A big pot of chili is popular fare for a wintertime bash or family get-together.
One reason, I am sure, is that it is a fairly simple dish to put together. And it can be one of those "anything goes" dishes.
You start with a big pot. Then you start adding stuff. Meat, onions, tomatoes and anything else you like. Eventually you end up with a dish called chili.
You can add beans, too, although folks from Texas consider that a no-no. And forget about beans for competition chili.
Chili-making experts (some call themselves chili heads) who compete in cook-offs conjure up recipes with a laundry list of ingredients. Some call for using three or four varieties of chili powder along with other herbs, spices and different kinds of fresh chilies.
The goal, of course, is that when that list of ingredients is cooked and simmered for a while, it will all come together into an award-winning chili.
But many cooks just don't have time for that. And they don't keep exotic ingredients on hand. I often get calls from readers (and family members) who say, "Tell me how I can make this dish with ingredients I am familiar with," or "Give me a recipe for something that doesn't have a lot of ingredients."
Today's recipe is just that. It's made with six ingredients, not counting salt and pepper and the oil for sauteing the onion.
For this recipe, I sauteed the onion until it caramelized. This added a bit of sweetness to balance the chili powder. The other key point is to use a good bloody Mary mix -- one that has good seasoning and a little spice to it. One of my favorites is Mr. & Mrs. T spicy bloody Mary mix; another is Zing Zang. But you can use any variety.

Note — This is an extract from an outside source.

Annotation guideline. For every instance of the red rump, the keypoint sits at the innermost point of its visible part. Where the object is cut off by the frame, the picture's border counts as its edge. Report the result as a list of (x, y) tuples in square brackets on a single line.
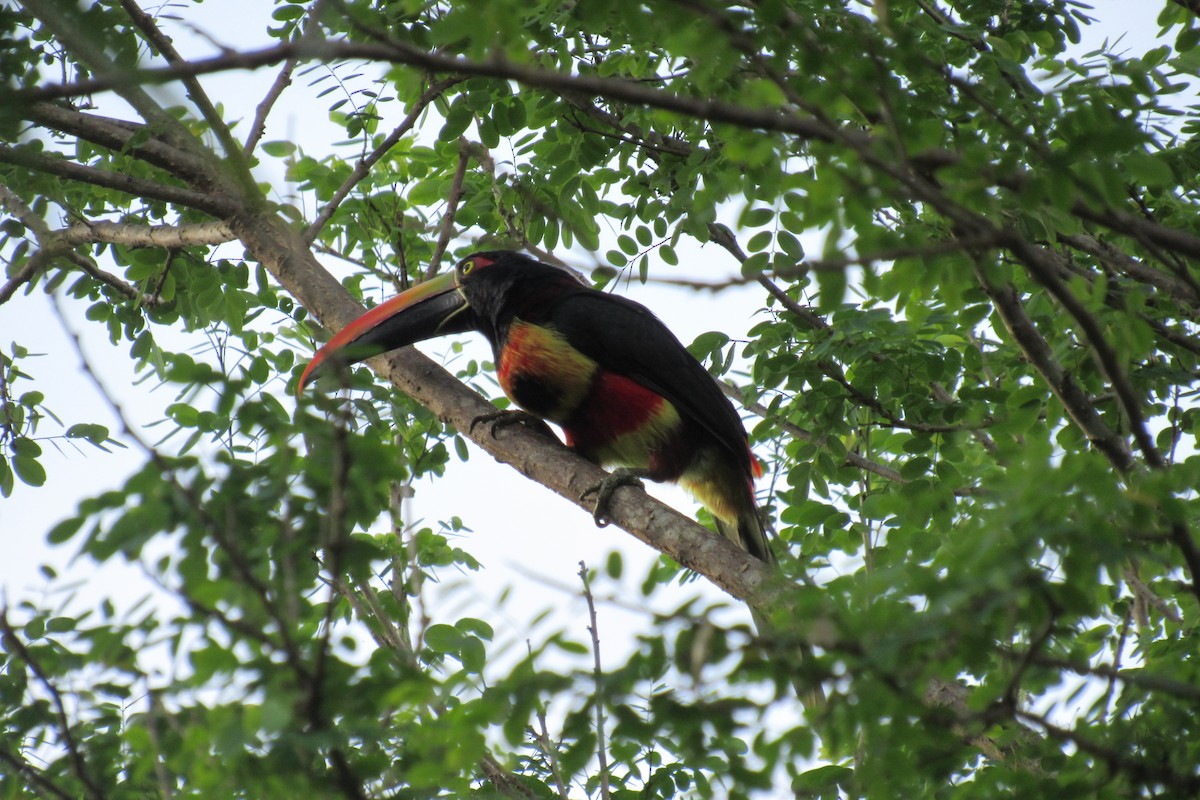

Use diced tomatoes, with or without chilies. And pay attention to the sodium content. Look for a low-sodium brand -- some are labeled "no salt added" -- because the bloody Mary mix is often high in sodium.
I am not a chili purist. I find that people like to doctor it up when it's served.
My friend Lori B. serves chili in a convenient way. She sets out a round serving dish that has triangular-shaped containers that fit around a round bowl in the center. She puts toppings, typically shredded cheese, chopped onions (white or green), sour cream and tomatoes, in each container. And the part I really like? She puts corn chips in the center.
Super Easy Beef Chili
1 tablespoon canola oil
1 large onion, peeled, chopped
1 1/2 pounds ground beef (such as sirloin)
2 cups favorite bloody Mary mix (spicy preferred)
Two 14-ounce cans diced tomatoes with green chilies (or 28-ounce can diced tomatoes with juice)
Two 14-ounce cans kidney beans, drained and rinsed well
4 tablespoons (or more if you like) favorite chili powder, divided
For serving (optional):
Sliced green onions
In a medium pot, heat the oil. Add the onion and saute about 8 minutes until it becomes lightly golden brown. Add the beef and cook until it browns, breaking it up as it cooks. Stir in the bloody Mary mix and heat on medium-high, stirring and scraping up any browned bits on the bottom of the pan. Add the tomatoes, beans and 2 tablespoons of the chili powder. Stir well. Bring to just a boil and reduce the heat to a simmer. Cover slightly and simmer 30 minutes. Just before serving, stir in the remaining 2 tablespoons of chili powder. Serve with desired toppings. Makes 8 servings.
Analysis based on regular canned diced tomatoes and using lean ground beef: 366 calories (32 percent from fat), 13 grams fat (4 grams saturated), 31 grams carbohydrates, 32 grams protein, 647 milligrams sodium, 72 milligrams cholesterol, 9 grams fiber.